The blade of a gladius punched through the Iron Warrior’s shoulder joint. The dagger clattered to the ground as the hand holding it went limp. The tip of the gladius was pulled free, emerging again an instant later through the enemy’s abdomen.
‘You didn’t say you were bringing friends,’ snapped Graitus as he left his sword sheathed in the traitor’s guts. He took hold of the Iron Warrior’s head on either side and twisted it violently to the left. The body fell in front of Theron, head lolling awkwardly from a broken neck.
‘Incoming!’
Theron looked down the line, seeing the grenade as it fell between two Space Marines. The one who had shouted the warning scooped up the sphere of dark metal, hurling it back over the wall.
More bombs came. A warrior stooped over, gathering one up to pitch it back. He made ready to throw when it detonated, taking his arm at the shoulder and savaging the armour of the three brothers around him.

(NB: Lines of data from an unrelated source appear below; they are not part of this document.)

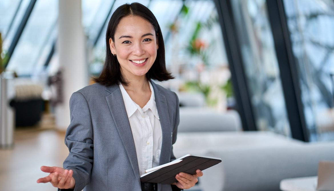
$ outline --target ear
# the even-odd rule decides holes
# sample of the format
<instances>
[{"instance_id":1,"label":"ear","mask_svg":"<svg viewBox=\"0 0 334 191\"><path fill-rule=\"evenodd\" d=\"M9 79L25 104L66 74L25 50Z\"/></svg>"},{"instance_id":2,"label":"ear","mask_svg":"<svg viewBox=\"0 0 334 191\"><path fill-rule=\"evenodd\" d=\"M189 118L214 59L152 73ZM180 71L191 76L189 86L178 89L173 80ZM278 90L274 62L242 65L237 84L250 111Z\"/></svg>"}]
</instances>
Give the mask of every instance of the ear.
<instances>
[{"instance_id":1,"label":"ear","mask_svg":"<svg viewBox=\"0 0 334 191\"><path fill-rule=\"evenodd\" d=\"M115 48L115 44L111 38L109 39L109 46L110 48L110 51L113 54L116 54L116 49Z\"/></svg>"},{"instance_id":2,"label":"ear","mask_svg":"<svg viewBox=\"0 0 334 191\"><path fill-rule=\"evenodd\" d=\"M155 37L155 38L157 39L157 50L158 50L158 49L159 48L159 38L158 38L159 37L158 34L159 34L157 33L157 35L156 35Z\"/></svg>"}]
</instances>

Theron stood up from behind the wall. He saw the smoke darken with an unbroken line of advancing Iron Warriors. Genesis Chapter Space Marines stood beside him, hefting their weapons and readying themselves for the close order slaughter to come.
And then, the smoke cleared. Rather, it fled, hurled aside by the breath of great fiery engines. Their roar filled Theron’s ears, one he knew all too well.
‘The Pilum!’ called out Melos.
The Stormraven dropped to a hover over the citadel, its heavy bolters firing into the squads of Iron Warriors. Ultramarines dropped in front of the barricade, massive fighters that matched the Inceptors in scale. Leading them forwards was the black armoured form of a Chaplain, his skull-faced helm flaked with drying gore.
‘By the grace of the God-Emperor,’ said Helios. ‘My fellow sons of Guilliman, you weren’t going to slaughter all of these heretics yourselves, were you?’